Critics take aim at NASA 'arsenic life' study

Eight articles questioning a controversial study that claimed some bacteria can use arsenic to build DNA have been published in the journal Science.

Authors of study claiming bacteria used usually toxic arsenic to build DNA stand by results

Felisa Wolfe-Simon and her colleagues announced that they will be making the strain of bacteria they studied available for other scientists to test. ((Courtesy of Science/AAAS))

Eight articles questioning a controversial study claiming that some bacteria can use the normally toxic substance arsenic to build DNA have been published in the journal Science.

The study, published last December in Science, was led by NASA scientist Felisa Wolfe-Simon and claimed that bacteria from a lake in California were able to substitute arsenic for phosphorus, normally an essential ingredient in DNA, fats and proteins.

University of British Columbia zoology professor Rosie Redfield was one of more than a dozen scientists from around the world who challenged those findings and whose comments were published Friday.

Science also published a response from Wolfe-Simon and her co-authors, who wrote that they welcomed the opportunity.

But they said they maintained that their interpretation "based on multiple congruent lines of evidence, is viable."

The researchers also said they will make the strain of bacteria they studied available for other scientists to test.

Wolfe-Simon and her colleagues described a new strain of Halomonadaceae bacteria found in Mono Lake, Calif., that seemed to be able to use arsenic — an element that is usually toxic to living things — instead of phosphorus.

"If true, this finding would raise important questions about life's basic requirements, since only six elements — carbon, hydrogen, nitrogen, oxygen, sulfur and phosphorus — make up the bulk of living matter," said Science in a statement published alongside the criticisms of the study.

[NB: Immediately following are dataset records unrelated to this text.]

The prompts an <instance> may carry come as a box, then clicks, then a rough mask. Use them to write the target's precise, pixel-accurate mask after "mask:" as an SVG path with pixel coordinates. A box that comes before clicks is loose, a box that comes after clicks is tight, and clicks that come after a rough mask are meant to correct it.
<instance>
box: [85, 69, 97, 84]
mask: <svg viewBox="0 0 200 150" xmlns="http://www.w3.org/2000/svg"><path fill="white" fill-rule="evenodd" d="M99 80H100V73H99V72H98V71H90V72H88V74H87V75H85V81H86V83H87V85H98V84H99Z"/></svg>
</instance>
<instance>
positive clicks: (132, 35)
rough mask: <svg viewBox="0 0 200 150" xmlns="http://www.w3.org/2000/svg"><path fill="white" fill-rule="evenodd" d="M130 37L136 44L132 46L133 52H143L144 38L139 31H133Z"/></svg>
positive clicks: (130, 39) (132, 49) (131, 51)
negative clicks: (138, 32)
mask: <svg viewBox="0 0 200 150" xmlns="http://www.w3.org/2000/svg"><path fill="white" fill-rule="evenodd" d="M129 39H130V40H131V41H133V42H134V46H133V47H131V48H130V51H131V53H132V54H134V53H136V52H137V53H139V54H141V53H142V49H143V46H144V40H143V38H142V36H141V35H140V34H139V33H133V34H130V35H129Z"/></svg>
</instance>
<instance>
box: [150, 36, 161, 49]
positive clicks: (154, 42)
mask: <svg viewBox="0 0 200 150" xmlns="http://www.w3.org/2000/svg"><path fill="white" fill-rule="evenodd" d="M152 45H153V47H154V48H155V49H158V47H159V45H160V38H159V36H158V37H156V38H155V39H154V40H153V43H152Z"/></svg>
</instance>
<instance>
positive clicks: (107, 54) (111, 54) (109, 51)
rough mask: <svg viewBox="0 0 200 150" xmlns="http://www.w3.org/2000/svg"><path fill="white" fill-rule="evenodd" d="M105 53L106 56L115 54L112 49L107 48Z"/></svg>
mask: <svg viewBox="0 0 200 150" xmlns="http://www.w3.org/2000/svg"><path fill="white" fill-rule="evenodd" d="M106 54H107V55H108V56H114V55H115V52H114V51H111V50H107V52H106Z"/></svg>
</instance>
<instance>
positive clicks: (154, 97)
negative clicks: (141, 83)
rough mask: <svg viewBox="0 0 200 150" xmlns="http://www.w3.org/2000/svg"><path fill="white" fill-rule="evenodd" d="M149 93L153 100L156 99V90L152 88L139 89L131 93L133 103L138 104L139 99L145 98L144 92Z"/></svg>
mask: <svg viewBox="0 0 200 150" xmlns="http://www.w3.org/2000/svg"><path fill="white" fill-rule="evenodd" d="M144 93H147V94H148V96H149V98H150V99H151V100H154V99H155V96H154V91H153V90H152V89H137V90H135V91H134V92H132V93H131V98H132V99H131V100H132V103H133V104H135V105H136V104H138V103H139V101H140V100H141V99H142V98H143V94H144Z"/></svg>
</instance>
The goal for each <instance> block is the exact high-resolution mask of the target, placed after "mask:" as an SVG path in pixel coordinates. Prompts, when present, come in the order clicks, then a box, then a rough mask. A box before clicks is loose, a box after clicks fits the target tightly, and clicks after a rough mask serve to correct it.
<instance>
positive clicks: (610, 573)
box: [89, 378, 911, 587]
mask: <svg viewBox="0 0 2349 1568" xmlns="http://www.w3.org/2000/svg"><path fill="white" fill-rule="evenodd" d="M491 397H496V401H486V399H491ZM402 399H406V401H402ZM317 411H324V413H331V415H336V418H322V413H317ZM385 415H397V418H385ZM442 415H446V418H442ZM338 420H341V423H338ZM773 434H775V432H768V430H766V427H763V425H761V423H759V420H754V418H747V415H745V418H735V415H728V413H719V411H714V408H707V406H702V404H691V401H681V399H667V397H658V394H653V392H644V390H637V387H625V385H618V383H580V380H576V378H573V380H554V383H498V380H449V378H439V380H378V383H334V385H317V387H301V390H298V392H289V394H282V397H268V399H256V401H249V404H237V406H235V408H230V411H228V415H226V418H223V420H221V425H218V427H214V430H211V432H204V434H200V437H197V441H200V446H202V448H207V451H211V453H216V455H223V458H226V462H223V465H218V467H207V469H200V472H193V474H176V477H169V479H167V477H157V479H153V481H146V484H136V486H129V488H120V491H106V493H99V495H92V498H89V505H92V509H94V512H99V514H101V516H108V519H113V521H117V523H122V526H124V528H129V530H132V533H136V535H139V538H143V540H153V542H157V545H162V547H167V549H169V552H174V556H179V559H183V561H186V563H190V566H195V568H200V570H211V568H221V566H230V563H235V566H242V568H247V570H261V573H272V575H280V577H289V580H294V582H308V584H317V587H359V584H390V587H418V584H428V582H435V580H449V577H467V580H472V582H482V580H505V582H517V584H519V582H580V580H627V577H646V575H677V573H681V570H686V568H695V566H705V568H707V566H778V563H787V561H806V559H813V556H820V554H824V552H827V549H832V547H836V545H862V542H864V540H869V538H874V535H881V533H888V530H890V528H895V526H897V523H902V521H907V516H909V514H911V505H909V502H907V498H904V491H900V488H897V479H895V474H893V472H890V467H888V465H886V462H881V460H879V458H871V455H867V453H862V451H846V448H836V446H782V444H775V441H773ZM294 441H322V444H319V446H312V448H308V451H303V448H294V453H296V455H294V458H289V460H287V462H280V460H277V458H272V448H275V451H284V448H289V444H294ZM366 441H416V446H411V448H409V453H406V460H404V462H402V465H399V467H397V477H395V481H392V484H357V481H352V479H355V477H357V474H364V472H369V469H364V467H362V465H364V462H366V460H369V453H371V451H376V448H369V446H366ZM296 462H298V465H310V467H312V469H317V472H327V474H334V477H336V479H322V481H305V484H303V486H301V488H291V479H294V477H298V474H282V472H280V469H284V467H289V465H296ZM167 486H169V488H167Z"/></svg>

"As would be expected after a study with such broad implications is published, scientists have asked comparably challenging questions."

The journal's editor-in-chief, Bruce Alberts, acknowledged in a statement that the article was "the subject of extensive discussion and criticism."

He added that the editors hope the series of new articles will "allow readers to better assess the research article's original claims and the criticisms of them."

Not 'final word': editors

Alberts and the other editors noted that they don't consider the paper to be "the final word" on the subject but something that provides "further opportunities for research and interpretation."

Wolfe-Simon, above, and her co-authors maintained that their interpretation that the bacteria had used arsenic in place of phosphorus was viable and 'based on multiple congruent lines of evidence.' ((Henry Bortman) )
After Wolfe-Simon's article was published, other scientists began criticizing the study's techniques and questioning the results and their interpretation on the internet. Redfield published a lengthy criticism on her blog, RRResearch, which generated tens of thousands of hits and dozens of comments from other scientists within a few days.

At that time, NASA said Wolfe-Simon would not be responding to those criticisms, as the U.S. space agency did not feel it was appropriate to debate the science using media and blogs. Instead, it said, the debate should occur in scientific publications.

On Friday, Redfield posted on her blog that Wolfe-Simon's and her colleagues' responses to her criticisms were "in some ways the most scientifically valid" because they provide more information about what precautions were taken to avoid contamination in the experiment.

However, she was largely critical of the researchers' statement.

"Most of their responses take the form of 'our interpretation could be correct on this point if...'," she wrote.

"In many cases, there is, indeed, a small possibility that it could, but there are so many of these points of interpretation, each with only a very small probability of being correct, that I don't think anyone will find the arguments convincing."

Summary of debate

Below is a summary of key criticisms made in the eight articles published Friday in Science, along with the response of the authors of the study from last December.

 The form of arsenic expected in DNA would be very unstable when exposed to water. Arsenic compounds may be less flexible within biomolecules and therefore less vulnerable to water.
The bacteria may have managed to get trace amounts of arsenic from their environment. Bacteria both exposed and not exposed to arsenic were grown in the same low phosphorus levels, and only survived if extra arsenic or phosphorus was added.
The bacteria may have used a different chemical pathway to survive in very low phosphorus.If that were the case, arsenic would have been chemically modified, and there was no evidence of this.
The extremely low phosphorus levels found in the bacteria are within the range observed for other bacteria.That holds only for individual cells, and not the average. The researchers measured the levels of all the cells in bulk.
The researchers averaged ratios of different elements incorrectly.A revised calculation still supports the original conclusions.
The researchers didn't take enough measures to rule out contamination. The researchers clarified what measures they did take, and said not taking the other measures shouldn’t have affected the measurements.
The arsenic couldn't be substituting for phosphorus because its ratio to carbon was too low.The data for the two elements obtained using the technique in question cannot be compared.
The arsenic should have been converted to a different form, which was not observed.No, that other form was not observed.
The researchers should have used more direct methods, such as tagging molecules with radioactive isotopes, to confirm their results.The researchers hope other scientists will do that.